Джоджр. 11-13 гл

Аланка Уртати
    
                XII.

          Джоджр, по своей пожизненной привычке, уже после войны  продолжал то появляться в северной столице Осетии, то уходить к себе за хребет.    

Однажды,  когда я стояла  в кругу знакомых людей на бывшем Александровском проспекте,  он прошёл совсем рядом - неприкаянный, обросший, с бородой. С седой бородой!
 
Я  спросила, боясь ошибиться:

- Случайно, это не Джоджр?
 
Ответили, да, именно он.
 
Я окликнула, он был мне рад.

- Джоджр, почему ты по-прежнему неприкаянный? Ты как будто слишком свободен от всего в этом мире.

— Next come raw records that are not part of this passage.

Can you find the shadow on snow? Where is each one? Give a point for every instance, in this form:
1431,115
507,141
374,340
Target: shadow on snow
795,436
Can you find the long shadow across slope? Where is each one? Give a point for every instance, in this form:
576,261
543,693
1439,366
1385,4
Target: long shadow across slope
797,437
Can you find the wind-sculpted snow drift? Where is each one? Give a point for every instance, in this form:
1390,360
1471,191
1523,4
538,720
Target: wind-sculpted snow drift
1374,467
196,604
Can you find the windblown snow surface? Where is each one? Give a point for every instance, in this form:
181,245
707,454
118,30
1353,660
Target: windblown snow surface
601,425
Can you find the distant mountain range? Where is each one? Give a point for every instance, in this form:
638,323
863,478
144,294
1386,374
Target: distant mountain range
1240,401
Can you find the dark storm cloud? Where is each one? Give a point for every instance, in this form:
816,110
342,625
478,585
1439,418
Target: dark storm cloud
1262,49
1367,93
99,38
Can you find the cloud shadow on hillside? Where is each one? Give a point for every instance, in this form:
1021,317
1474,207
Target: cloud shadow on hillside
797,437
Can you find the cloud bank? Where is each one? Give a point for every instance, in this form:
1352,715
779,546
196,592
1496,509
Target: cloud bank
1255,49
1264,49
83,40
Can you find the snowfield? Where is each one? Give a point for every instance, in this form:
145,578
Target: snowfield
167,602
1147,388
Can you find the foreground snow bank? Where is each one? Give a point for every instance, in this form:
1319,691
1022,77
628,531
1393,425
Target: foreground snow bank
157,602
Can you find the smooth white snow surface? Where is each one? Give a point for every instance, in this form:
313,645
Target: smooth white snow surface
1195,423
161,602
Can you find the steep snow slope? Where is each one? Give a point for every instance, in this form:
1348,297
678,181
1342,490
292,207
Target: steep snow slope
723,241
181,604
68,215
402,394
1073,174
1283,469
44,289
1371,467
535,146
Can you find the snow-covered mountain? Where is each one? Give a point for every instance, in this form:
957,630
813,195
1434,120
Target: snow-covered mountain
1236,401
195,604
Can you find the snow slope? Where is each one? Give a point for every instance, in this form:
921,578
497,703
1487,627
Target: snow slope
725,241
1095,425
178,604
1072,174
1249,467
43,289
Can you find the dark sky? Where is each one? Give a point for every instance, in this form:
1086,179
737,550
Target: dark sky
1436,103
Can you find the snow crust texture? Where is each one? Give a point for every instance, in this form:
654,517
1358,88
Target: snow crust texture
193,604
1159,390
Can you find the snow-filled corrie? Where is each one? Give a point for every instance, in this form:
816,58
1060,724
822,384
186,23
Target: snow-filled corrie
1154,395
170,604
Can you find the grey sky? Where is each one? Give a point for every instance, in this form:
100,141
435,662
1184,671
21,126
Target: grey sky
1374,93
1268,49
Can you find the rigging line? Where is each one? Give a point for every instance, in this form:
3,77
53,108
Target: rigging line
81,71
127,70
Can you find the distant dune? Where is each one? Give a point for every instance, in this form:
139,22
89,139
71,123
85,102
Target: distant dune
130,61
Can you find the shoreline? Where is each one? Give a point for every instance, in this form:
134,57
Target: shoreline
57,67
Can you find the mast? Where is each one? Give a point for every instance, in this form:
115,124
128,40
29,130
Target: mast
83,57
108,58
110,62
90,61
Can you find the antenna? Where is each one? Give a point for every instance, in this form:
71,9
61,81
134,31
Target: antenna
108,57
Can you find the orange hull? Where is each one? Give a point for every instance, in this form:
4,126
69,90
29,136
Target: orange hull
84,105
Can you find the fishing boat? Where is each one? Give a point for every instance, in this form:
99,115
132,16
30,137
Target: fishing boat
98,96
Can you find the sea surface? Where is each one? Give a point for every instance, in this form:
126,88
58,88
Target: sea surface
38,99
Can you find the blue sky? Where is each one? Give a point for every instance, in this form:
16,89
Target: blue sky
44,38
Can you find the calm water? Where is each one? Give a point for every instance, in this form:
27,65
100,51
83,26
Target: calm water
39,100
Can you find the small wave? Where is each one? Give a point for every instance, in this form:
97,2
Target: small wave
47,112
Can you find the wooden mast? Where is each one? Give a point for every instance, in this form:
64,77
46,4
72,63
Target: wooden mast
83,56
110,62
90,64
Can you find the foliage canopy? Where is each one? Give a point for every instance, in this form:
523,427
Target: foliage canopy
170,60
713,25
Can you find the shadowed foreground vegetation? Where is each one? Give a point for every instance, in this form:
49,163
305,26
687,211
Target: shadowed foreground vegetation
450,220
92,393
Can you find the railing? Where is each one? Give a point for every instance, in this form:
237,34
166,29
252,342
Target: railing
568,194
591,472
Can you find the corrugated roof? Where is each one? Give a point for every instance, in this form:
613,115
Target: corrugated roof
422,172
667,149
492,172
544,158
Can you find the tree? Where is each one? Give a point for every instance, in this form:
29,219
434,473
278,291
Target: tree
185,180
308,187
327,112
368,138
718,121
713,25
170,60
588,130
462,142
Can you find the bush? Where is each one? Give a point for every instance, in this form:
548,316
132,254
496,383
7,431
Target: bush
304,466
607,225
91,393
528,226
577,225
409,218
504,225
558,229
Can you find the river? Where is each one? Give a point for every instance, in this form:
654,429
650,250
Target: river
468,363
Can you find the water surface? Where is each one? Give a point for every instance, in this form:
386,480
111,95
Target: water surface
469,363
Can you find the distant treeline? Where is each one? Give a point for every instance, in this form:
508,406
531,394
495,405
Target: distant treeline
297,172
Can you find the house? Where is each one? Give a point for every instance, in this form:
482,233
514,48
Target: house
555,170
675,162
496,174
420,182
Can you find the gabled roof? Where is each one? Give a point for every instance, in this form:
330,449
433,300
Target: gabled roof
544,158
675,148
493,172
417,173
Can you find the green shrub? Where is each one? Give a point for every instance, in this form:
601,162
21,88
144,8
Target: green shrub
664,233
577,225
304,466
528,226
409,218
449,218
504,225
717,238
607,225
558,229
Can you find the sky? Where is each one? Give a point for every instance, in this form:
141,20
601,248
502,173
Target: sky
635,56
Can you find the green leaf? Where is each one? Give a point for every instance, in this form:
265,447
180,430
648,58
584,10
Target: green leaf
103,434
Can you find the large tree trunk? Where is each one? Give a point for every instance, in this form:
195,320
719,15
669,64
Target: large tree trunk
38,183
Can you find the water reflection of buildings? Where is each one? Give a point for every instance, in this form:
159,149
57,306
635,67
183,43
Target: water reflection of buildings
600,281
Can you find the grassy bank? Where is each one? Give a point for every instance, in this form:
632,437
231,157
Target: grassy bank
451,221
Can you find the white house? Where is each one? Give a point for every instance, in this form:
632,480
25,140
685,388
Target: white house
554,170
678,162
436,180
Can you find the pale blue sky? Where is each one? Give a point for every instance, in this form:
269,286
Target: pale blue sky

И сама не зная зачем,  спросила:

- Ты что, очень свободен?

- Да, - ответил он.

Через год в Цхинвале случайно попав в театральное общество, продержавшееся всю войну как сопротивление, я сочла, раз уж оказалась в обители самого Джоджра,  сказать что-то хорошее о её хозяине. 

Вначале я хотела поведать ему самому о  важных наблюдениях за прошедшее военное время, но сказали, что Джоджр очень болен и лежит дома.
 
Незаметно для себя, я стала рассказывать о нём милым и красивым девочкам-актрисам.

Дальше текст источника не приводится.